Molly Picon’s leading lady character, Ida, or Khaye Feygl, is the youngest of three sisters, and she has two brothers. Their mother has died, and Khaye has assumed the duties as well as the emotional pillar function as “mother and woman of the household.” But neither her siblings nor her father appreciate her devotion and sacrifice, which includes rearing the youngest child, her brother Archie, as well as maintaining every aspect of the home. The two older sisters are preoccupied much of the time with their own social life and romantic pursuits, and with finding husbands. When her sister Gertie’s “gentleman caller,” Sidney, invites her to spend a weekend with him at a country house he has rented with friends, Khaye, obviously suspicious of his motives, tries unsuccessfully to persuade the oldest sister, Selma, to accompany them as a chaperone. Intent on looking after Gertie’s welfare, Khaye insists that if necessary, she will herself go along with Gertie and Sidney. At that, the family mocks her, reminding her of the impossibility of her going to a weekend party with no fashionable clothes to wear, since she apparently has made do with their mother’s old clothes as part of her general selflessness and preoccupation with housework. “Oy, mame, what a bunch you left me to look after; but I’m not complaining!” Khaye exclaims, as that line—according to indications in the script—leads into her first rendition of the song Oyb s’iz geven gut. “I can look after my sister in these clothes, too; I’m not embarrassed by them,” she adds after singing the song, which is repeated before the end of the first act.
Khaye has developed romantic feelings for a man named Louis—identified in the cast list of the program booklet as a “modern cantor”—but he relates to her only as a brother or father. He urges her to realize that she deserves to have a personal life with some enjoyment and a future, and thus she would be even better able to help her family. At one point, a friend counsels Khaye on how to ignite in Louis the response she seeks by exploiting some feminine wiles: “Show a bit of your shoulder, and of your leg—all men like that!” Meanwhile, Sidney reappears to tell Khaye that she is really the one he “loves,” not her sister Gertie. Khaye rejects him, but emboldened by her friend’s earlier advice, she employs a male jealousy routine by insinuating to Louis that in a moment of weakness something physical occurred between Sidney and herself. The scheme works, and Louis begins to take an interest in Khaye as an adult woman. He suggests that they leave together for a while, so that her family will realize how lost they are without her and all she does for them. That strategy works as well. Before long, she receives word from home that the household is falling apart and she must return to save it.

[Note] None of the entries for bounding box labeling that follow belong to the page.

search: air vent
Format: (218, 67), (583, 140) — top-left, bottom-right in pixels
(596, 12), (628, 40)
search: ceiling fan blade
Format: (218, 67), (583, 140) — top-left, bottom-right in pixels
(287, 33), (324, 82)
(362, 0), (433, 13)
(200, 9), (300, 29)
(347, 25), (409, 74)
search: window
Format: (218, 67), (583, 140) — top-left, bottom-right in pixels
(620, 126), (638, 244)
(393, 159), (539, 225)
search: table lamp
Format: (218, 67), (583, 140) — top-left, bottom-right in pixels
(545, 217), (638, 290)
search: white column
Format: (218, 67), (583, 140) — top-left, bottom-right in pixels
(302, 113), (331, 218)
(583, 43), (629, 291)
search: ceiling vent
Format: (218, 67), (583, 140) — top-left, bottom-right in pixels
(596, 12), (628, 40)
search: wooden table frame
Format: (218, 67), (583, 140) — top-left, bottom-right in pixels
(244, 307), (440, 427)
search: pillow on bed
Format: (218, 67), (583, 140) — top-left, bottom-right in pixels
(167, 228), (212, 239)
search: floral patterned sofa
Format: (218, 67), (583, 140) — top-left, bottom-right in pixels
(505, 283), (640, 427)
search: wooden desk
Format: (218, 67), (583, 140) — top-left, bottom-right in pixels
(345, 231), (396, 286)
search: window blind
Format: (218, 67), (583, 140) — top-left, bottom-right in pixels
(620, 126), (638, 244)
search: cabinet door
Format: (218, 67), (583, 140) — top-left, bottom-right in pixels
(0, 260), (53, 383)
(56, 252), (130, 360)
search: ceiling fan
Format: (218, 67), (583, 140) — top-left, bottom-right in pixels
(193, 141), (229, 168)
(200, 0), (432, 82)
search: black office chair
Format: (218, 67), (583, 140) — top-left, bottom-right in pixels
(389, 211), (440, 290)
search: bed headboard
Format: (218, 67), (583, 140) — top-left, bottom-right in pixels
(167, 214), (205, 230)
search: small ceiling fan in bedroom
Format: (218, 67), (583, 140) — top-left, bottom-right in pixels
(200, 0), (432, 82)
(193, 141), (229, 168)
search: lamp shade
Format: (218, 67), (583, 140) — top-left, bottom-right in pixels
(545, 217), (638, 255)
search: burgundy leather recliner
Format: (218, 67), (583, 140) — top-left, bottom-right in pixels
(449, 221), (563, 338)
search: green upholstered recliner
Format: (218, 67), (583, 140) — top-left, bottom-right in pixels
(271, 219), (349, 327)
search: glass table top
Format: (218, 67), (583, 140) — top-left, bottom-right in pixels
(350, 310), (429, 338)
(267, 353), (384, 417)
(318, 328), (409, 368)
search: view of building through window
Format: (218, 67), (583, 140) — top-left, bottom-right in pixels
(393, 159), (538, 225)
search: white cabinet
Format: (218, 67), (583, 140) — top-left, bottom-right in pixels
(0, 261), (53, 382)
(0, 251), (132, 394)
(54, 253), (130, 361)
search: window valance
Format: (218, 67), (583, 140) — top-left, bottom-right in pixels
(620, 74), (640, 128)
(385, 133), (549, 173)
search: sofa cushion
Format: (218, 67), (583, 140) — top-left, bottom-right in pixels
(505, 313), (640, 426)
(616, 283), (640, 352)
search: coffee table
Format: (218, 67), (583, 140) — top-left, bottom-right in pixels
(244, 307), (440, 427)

In the final act, Khaye returns home, now with Louis. The entire family welcomes them, having learned its lesson, and she assures them that a good future awaits all of them (including herself). At or toward the end of the show, Oyb s’iz geven gut is repeated, apparently as a finale. This show was first and foremost a vehicle for Molly Picon, providing her, observed a New York Times reviewer, “chance enough to sing, to dance, and to mimic Charlie Chaplin when she is not playing in the style of Mary Pickford.” Molly Picon wrote the lyrics to many of the other songs in the show as well, and she is listed in the program as the lyricist of the production. At least a few of its songs, however, appear to have lyrics by others, such as Hot Dogs, whose words were by Isidore Lillian.